YES! You should be very concerned. The breaking fluid must never leak. It can happen anytime that the car loses all breaking power, by leaking more fluid and by air entering the system. Please let a professional check and repair that breaksystem.
You need a new master cylinder. I'm assuming that you aren't losing brake fluid from a leak somewhere.
As the master cylinder wears out it's internal seals allow fluid to leak past the pistons. None actually leaks out of the brake system so you don't see the leakage on the ground under the car and the brake fluid level remains constant.

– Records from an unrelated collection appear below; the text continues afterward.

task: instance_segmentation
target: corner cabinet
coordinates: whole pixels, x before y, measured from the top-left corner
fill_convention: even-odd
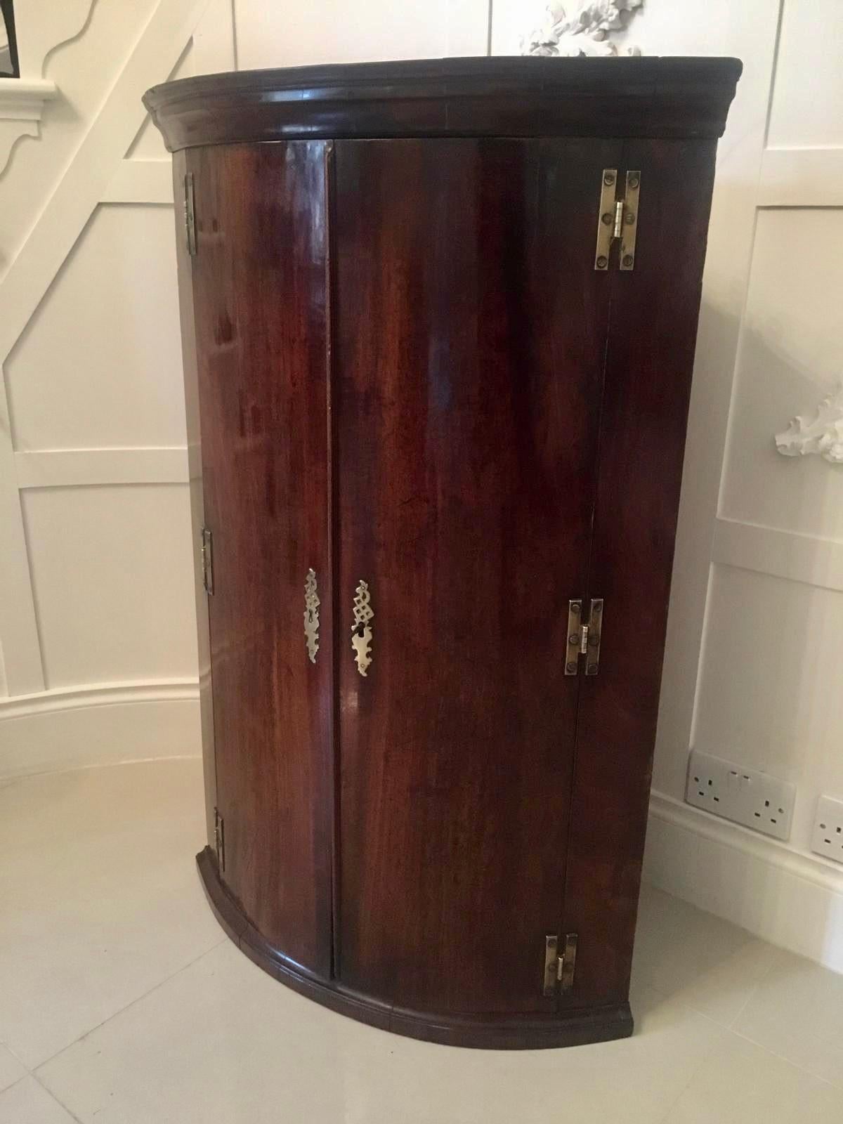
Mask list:
[[[229,936],[436,1042],[632,1032],[727,58],[157,87]],[[183,201],[183,208],[182,208]]]

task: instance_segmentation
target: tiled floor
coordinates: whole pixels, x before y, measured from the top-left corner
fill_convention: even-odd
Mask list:
[[[836,1124],[843,977],[645,890],[634,1037],[492,1052],[324,1010],[225,939],[201,769],[0,788],[0,1124]]]

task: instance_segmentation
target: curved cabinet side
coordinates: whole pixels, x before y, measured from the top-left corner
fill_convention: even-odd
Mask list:
[[[199,420],[199,371],[197,368],[196,314],[193,308],[193,268],[188,250],[184,211],[187,157],[173,156],[173,198],[175,206],[175,261],[179,274],[179,314],[181,354],[184,370],[184,416],[188,436],[188,470],[190,488],[190,531],[193,556],[193,590],[196,597],[197,650],[199,655],[199,716],[202,729],[202,772],[205,776],[205,814],[207,839],[216,845],[217,762],[214,750],[214,699],[211,691],[210,635],[208,632],[208,597],[205,591],[202,562],[202,528],[205,527],[205,493],[202,482],[202,434]]]

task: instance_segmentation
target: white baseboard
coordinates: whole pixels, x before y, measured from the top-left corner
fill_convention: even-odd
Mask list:
[[[0,779],[201,753],[193,679],[0,698]]]
[[[644,878],[843,972],[843,869],[836,863],[653,792]]]

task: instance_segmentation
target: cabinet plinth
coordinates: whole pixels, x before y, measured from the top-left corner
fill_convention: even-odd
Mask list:
[[[149,91],[174,151],[211,907],[456,1045],[632,1033],[734,60]],[[680,217],[680,219],[677,218]]]

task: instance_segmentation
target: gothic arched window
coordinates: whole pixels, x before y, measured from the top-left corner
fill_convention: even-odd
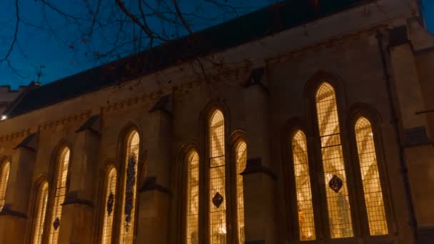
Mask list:
[[[33,238],[34,244],[42,243],[48,198],[49,183],[48,182],[45,181],[39,186],[36,195],[36,203],[35,204],[36,212]]]
[[[68,178],[68,166],[69,164],[70,151],[64,148],[60,153],[58,162],[57,176],[56,176],[56,190],[54,192],[54,203],[50,223],[49,244],[56,244],[60,230],[61,218],[62,215],[62,203],[66,195],[66,179]]]
[[[104,201],[104,220],[103,222],[102,244],[111,243],[113,215],[116,193],[116,170],[112,168],[106,176]]]
[[[199,243],[199,156],[192,150],[187,156],[186,243]]]
[[[295,132],[291,141],[300,240],[315,240],[315,222],[306,137],[303,131],[298,130]]]
[[[6,161],[1,166],[0,169],[0,211],[1,211],[3,206],[4,206],[6,190],[8,185],[11,164]]]
[[[355,126],[358,160],[370,235],[388,234],[383,193],[370,123],[360,117]]]
[[[316,91],[316,102],[330,236],[353,237],[338,106],[335,90],[329,83],[321,84]]]
[[[225,127],[223,113],[216,110],[209,118],[210,243],[226,243]]]
[[[245,242],[244,233],[244,189],[243,188],[243,176],[241,175],[246,169],[247,163],[247,145],[243,141],[238,143],[236,151],[236,202],[238,209],[238,241],[243,244]]]
[[[131,131],[126,141],[125,174],[122,198],[120,243],[133,243],[137,188],[137,164],[140,138],[136,131]]]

Replacing the master cylinder is not hard from a technical standpoint but it is a job you'll want a service manual's help with just so you know the proper steps to take. A small, hand operated, vacuum pump is a godsend when you get to the part of bleeding the brakes and this is a good time to flush the brake lines anyway. Proper tools are a must, get a proper line wrench to avoid damaging the brake lines when you remove them from the master, and be careful when reinstalling the lines that you don't start them crooked and cross thread the line fittings.
A good quality rebuilt master cylinder will do the job, or you can spring for the new factory part. Back in the day we used to rebuild them but finding a rebuild kit is impossible these days.
if your car has rear drum then the wheel cylinders could be leaking and in need of replacement. If it has rear disc brakes then it could be leaking fluid where the brake hose goes into the caliper or the brake hose my be worn or have a hole in it. Or it could be a a brake line. You should have it checked because you don't want air getting into the braking system.